It’s always fun to get the SUN insert with the Lowell Folk Festival schedule, artist/group descriptions, and street map of the stage locations and other attractions. Looking at it this morning, I thought the community has done well in the past 30-something years building what is for all intents and purposes an arts and heritage theme park. Some people get squirrely when the term “theme park” is used in describing the big-picture Lowell Project of the revitalization years. It’s not an exact description of what we have because Lowell remains a living, working city with all the complexities therein. The challenge is to get the ease of marketing a “theme park” while maintaining the authentic and distinctive quality of the place. There are two Disney parks, but there can be only one Lowell “park.” From a cultural industry point of view, the core of the city has enough connected features that it can be experienced as a unified place. Consider what we have:
Historic 19th-century architecture, mostly restored
Historic trolley system and urban canal system (partially navigable)
Network of small museums (Textile History, Whistler/Art, Quilt, Streetcar, Industrial History/Society at National Park’s Boott Mills and Mogan Center)
World culture cuisine reflecting the population mosaic
Non-chain shops and small stores
Public sculpture trail
Art galleries and studios
Attractive green spaces and public plazas (Boarding House Park, Kerouac Park, Lucy Larcom Park, Whistler Park, Cardinal O’Connell Parkway extension, Market Mills Park, Lower Locks plaza, JFK Plaza, Market Mills courtyard)

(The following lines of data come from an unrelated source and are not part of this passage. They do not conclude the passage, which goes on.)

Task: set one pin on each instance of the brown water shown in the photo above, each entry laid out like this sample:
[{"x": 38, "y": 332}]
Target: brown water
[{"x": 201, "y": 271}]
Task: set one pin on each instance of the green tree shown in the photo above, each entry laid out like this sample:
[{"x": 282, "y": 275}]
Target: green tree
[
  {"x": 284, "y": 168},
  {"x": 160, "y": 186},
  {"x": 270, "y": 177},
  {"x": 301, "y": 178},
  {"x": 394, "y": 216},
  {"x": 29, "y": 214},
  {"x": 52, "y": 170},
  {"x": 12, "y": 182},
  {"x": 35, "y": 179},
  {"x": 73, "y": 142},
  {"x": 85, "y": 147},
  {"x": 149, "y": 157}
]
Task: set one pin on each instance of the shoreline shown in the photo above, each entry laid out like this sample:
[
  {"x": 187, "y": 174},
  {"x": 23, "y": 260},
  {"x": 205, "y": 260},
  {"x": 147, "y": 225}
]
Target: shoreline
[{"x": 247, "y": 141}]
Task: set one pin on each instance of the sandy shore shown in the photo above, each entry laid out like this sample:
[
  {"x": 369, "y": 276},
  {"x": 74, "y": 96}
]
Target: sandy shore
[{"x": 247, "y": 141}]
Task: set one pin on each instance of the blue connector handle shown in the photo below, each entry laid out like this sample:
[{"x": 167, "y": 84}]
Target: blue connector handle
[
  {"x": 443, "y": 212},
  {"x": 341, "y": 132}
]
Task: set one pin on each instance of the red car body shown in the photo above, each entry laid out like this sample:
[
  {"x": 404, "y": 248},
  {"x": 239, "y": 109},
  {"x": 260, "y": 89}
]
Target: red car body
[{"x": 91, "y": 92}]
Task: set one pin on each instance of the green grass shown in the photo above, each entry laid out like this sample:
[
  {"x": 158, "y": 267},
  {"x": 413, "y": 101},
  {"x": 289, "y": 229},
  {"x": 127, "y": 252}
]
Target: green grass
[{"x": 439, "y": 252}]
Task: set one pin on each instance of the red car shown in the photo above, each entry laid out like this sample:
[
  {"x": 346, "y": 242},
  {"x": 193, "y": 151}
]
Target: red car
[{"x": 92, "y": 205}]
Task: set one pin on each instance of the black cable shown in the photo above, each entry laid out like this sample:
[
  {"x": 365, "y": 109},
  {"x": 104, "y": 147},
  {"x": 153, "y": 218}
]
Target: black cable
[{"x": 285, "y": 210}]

Major entertainment venues (Tsongas Center at UMass Lowell, Lowell Memorial Auditorium/MRT, Lowell High School Irish Auditorium)
We have an impressive package that never looks so good and works so well as it does on Lowell Folk Festival weekend when people, the crowds, literally fill in the spaces between and make the whole area function like one location with many attractions. What’s lacking most of the time is the connective tissue of people milling around the parks and plazas, walking the streets by the hundreds and thousands, and moving in and out of the cultural facilities and businesses. The mass of people obliterates the separation between the Quilt Museum and Boarding House Park, between the Brush Gallery and Barnes and Noble on Merrimack Street. The distances between shrink, at least the perceived distance shrinks because people are moving among people and drawn forward by the energy of the crowd and the vibrant sounds up the street and around the corner.
In the past few years, it seems to me that the Folk Festival has become more of a street festival than a music-listening festival, which will always be the A-1 asset of the Festival. The standard of excellence for performances gives the Festival its high quality status. But there are now so many people that the food and crafts and kids activities and parades and shopping and booth and tent displays are right up there with the music as major interests. Also, more and more Lowell people seem to be attending the Festival. Whether it is the “stay-cation” trend or the familiarity earned through the years, the residents seem to be more of a presence lately than in the earlier years of the Festival, when the audience appeared to be composed of more visitors. That’s just my observation. I have no stats on that.
So, let’s hope for favorable weather this weekend, and think about how to bottle the success formula of LFF weekend so that it can be applied more broadly across the calendar. Maybe it’s an all-purpose admission ticket to “LOWELL” that gets the holder into a variety of museums and performances, covers trolley and boat transportation, and includes a discount coupon for shopping and eating.